Os gastos militares mundiais aumentaram 6,8% em 2023, em termos reais (descontada a inflação). Foi a mais acentuada expansão anual observada ao longo de nove anos consecutivos, desde 2014, representando despesas no total de US$ 2,443 trilhões. Os Estados Unidos aparecem em primeiro lugar, com um total de despesas no setor militar de US$ 916 bilhões no ano passado (2,3% a mais sobre 2022), seguido da China com a estimativa de gastos da ordem de US$ 296 bilhões (6% acima do ano anterior).
Os números são do Stockholm International Peace Research Institute - Instituto Internacional de Pesquisa para a Paz de Estocolmo (Sipri) -, cujo banco de dados foi atualizado em abril deste ano. Trata-se de uma conceituada instituição independente dedicada a pesquisar informações relacionadas com a segurança global em 40 países.

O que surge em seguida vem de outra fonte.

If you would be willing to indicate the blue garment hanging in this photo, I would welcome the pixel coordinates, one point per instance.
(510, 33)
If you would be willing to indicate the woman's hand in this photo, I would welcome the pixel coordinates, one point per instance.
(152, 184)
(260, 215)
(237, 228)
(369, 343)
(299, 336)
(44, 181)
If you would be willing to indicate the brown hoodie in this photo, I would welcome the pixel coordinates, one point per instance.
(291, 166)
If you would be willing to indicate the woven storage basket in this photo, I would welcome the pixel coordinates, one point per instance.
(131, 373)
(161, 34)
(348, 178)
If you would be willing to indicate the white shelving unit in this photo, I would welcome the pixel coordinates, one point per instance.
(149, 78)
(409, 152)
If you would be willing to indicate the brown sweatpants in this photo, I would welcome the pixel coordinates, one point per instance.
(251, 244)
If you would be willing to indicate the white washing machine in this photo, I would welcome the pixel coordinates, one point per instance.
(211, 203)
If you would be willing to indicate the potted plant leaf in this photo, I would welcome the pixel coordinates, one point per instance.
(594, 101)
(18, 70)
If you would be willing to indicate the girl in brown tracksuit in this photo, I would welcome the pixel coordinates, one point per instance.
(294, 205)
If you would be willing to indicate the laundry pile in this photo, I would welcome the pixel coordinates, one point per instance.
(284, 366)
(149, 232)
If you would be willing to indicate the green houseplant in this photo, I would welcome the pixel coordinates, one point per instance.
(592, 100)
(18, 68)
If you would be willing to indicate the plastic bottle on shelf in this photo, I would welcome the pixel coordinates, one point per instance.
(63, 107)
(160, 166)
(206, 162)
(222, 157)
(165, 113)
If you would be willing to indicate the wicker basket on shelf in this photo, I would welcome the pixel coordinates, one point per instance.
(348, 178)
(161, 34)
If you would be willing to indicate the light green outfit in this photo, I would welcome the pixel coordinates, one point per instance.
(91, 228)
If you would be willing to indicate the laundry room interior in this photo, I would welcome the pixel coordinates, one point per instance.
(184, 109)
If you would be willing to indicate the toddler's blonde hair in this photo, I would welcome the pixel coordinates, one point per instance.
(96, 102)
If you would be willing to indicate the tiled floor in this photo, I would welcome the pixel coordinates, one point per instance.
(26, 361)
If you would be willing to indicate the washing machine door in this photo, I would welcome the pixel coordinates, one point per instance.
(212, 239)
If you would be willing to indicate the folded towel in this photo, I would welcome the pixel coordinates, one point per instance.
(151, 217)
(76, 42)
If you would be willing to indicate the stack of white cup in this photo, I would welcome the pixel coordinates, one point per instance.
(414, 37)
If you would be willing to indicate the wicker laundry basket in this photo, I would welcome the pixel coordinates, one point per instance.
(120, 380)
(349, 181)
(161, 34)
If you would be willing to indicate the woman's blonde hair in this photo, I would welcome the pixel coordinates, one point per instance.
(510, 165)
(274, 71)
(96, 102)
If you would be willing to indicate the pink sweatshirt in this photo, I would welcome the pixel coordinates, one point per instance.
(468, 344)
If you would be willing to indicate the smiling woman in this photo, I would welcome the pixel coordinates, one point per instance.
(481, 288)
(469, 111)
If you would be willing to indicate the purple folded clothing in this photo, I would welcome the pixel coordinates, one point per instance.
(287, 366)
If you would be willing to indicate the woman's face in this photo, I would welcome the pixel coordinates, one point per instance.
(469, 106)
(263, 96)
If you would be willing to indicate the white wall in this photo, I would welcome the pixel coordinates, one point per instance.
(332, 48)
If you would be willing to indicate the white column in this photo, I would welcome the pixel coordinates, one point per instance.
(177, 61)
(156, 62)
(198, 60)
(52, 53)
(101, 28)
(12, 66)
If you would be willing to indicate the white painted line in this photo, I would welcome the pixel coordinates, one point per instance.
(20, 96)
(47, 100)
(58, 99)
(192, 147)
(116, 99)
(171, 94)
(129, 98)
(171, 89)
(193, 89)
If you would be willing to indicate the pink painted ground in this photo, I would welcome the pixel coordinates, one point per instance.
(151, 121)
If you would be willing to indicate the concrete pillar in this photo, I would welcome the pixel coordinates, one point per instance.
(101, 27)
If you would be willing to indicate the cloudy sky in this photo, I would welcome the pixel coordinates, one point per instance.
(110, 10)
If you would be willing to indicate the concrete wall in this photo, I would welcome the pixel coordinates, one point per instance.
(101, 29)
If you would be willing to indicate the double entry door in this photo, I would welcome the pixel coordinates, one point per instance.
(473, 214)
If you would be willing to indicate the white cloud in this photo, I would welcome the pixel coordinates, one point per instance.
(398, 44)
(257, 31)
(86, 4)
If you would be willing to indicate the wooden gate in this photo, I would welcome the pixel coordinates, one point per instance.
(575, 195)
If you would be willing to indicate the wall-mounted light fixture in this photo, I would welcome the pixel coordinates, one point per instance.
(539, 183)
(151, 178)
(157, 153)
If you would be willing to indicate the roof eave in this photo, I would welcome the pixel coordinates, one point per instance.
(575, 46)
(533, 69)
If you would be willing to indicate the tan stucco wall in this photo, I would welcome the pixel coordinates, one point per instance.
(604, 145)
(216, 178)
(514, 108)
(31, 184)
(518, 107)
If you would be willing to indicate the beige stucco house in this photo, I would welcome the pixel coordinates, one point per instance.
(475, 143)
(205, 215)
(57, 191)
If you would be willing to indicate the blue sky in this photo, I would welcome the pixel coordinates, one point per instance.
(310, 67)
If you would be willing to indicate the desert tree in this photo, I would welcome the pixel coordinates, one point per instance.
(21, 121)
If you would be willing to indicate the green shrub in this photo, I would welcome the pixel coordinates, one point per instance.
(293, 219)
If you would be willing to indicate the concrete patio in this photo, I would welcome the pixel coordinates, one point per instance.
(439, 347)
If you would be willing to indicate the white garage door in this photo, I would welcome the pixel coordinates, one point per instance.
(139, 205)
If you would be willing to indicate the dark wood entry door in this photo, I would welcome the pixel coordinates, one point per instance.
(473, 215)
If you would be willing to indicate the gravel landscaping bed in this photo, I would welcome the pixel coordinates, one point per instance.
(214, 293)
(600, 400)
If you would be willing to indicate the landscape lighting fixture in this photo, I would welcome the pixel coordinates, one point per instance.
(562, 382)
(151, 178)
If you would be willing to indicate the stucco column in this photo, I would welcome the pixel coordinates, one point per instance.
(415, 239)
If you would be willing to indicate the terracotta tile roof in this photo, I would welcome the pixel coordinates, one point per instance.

A Rússia, com US$ 109 bilhões (24% de aumento sobre 2022) aparece em terceiro lugar, à frente da Índia, cujas despesas militares atingiram US$ 83,6 bilhões e da Arábia Saudita, com US$ 75,8 bilhões de gastos. A Ucrânia ampliou suas despesas militares em 51%, atingindo o total de US$ 64,8 bilhões em 2023.
No top 10, aparecem ainda o Reino Unido, a Alemanha, a França e o Japão, que decidiu voltar a investir em armamento. O Brasil é o 16º colocado, com gastos equivalentes a US$ 22,9 bilhões (3,1% a mais sobre 2022).
Obviamente, o incremento dos gastos militares foi estimulado pela invasão da Rússia na Ucrânia há cerca de dois anos e meio e pelo ataque do Hamas a Israel com a consequente resposta que há um ano tem envolvido o exército israelense na faixa de Gaza, na Cisjordânia e, mais recentemente, no Líbano. Os dados do Sipri apontam para um aumento real de 9% das despesas militares na região do Oriente Médio em 2023. Além da Arábia Saudita, destacam-se Israel com gasto de US$ 27,5 bilhões (24% a mais sobre 2022), a Turquia, que ampliou seus gastos em 37% para o total de US$ 15,8 bilhões, e o Irã, cujo aumento marginal de 0,6% envolveu US$ 10,3 bilhões no ano passado.
No que diz respeito às armas nucleares, também se observou inversão substancial, com destaque para a China. Como se sabe, são nove os países que detêm arsenal nuclear: Estados Unidos, Rússia, Reino Unido, França, China, Índia, Paquistão, a República Popular Democrática da Coreia (Coreia do Norte) e Israel. O Sipri calcula que no início de 2024 o total de armas nucleares naqueles países somou cerca de 12.121, sendo que destes 9.585 são considerados potencialmente disponíveis do ponto de vista operacional.
Estados Unidos e Rússia são responsáveis, juntos, por cerca de 90% da totalidade do armamento nuclear no mundo e têm investido na substituição e modernização de ogivas, mísseis, aviões e em submarinos especializados. A grande novidade é a expansão do arsenal nuclear chinês. Com a ressalva de que as informações se baseiam em dados secundários, uma vez que a China não os divulga oficialmente, o Sipri estima em 500 ogivas nucleares o total existente naquele país em janeiro deste ano. Isto representaria 90 ogivas a mais do que a estimativa de 2023. O Instituto destaca a possibilidade de que, na próxima década, os chineses sejam capazes de manter posicionada a mesma quantidade de mísseis balísticos intercontinentais que a Rússia ou os Estados Unidos no mesmo período.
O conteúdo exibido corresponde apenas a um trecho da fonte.